Estávamos prestes a seguir por segundo ato, quando um arrepio cruza minha espinha, e pelo visto não fui o único a sentir, já que meus amigos também paralisaram no lugar. Uma sombra enorme cobre meu corpo, minha ansiedade é tamanha que minhas mãos começam a suar pelo nervosismo, e minhas pernas a bambear. Considerei por um segundo, sair de fininho fazendo a egípcia, contudo um pigarro extremamente mal humorado, me fez perceber que já tinha perdido a chance. 

Eu deveria me virar, mas... 

Permaneci parado no mesmo lugar, afinal o que a gente ignora não existe, certo? 

Errado. Um resmungo, ou melhor, uma metade resmungo, metade grunhido se faz ouvir, e já preparando meus ouvidos viro meu corpo e encaro a fúria do treinador.

— Gonzales. — ele fala com um olhar tão duro que me faz vontade de sentar e chorar.

— E aí treinador!
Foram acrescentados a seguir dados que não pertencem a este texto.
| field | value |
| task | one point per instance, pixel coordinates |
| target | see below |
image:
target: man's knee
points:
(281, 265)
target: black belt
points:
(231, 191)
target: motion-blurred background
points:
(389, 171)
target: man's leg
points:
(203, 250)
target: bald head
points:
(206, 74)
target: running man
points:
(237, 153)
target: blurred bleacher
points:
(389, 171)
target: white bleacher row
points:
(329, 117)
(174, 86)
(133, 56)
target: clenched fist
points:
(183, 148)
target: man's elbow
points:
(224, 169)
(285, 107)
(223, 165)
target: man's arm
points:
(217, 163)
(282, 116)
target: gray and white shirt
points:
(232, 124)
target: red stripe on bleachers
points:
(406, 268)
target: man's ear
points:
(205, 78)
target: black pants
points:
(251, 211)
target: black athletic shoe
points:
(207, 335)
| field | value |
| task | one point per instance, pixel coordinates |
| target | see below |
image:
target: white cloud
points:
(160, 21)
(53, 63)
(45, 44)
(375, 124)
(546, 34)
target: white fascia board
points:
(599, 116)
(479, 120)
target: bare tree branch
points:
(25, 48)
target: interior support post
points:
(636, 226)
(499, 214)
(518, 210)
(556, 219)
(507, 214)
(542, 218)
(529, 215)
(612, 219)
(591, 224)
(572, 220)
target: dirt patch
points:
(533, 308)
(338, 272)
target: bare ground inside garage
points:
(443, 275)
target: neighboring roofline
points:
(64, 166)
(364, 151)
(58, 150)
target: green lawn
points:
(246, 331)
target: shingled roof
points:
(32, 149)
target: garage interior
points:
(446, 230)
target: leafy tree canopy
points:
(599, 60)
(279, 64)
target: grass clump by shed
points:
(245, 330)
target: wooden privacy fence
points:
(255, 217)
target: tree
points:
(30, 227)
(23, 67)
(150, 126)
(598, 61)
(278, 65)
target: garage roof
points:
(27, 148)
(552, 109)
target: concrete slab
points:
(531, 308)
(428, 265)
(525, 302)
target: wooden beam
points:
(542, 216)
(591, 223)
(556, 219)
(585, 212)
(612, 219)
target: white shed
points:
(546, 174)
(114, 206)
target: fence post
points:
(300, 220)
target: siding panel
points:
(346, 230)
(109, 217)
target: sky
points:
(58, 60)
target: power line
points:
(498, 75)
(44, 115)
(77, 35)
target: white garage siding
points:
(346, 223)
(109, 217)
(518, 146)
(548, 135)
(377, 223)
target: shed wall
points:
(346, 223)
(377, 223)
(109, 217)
Como cê tá, e a família, tudo de boas?

— Gonzales, eu não estou pra brincadeiras.

— E nem eu, estou apenas sendo genuinamente sincero. — meu tom "sincero" não colou com o treinador, infelizmente. 

— Já que gosta tanto de ser sincero, me diga do que vocês estavam conversando. 

Merda, merda. O que estavamos conversando, vai Allysson pensa! Allysson, que tem A, e a letra A tem em alecrim, que me lembra energia que me recorda a... alergia!

— Sobre pessoas com alergia? — Ai Deus,  me mata agora por favor, pessoas com alergia? Meu irmão tava certo, mamãe me deixou cair do berço quando nasci, só assim para ser tão burro. 

— Pessoas com alergia? — ele bufa incrédulo. — E como surgiu tal assunto? 

— Como s-surge qualquer as-ssunto, oras. —- gaguejo pelo nervsosimo, me entregando totalmente. As vezes eu só queria ter um pá, para bater em mim mesmo com ela sempre que faço essas merdas. 

— Bem, especifique. — ele fala de braços cruzados, a essa altura todos no campo já nos encaravam. 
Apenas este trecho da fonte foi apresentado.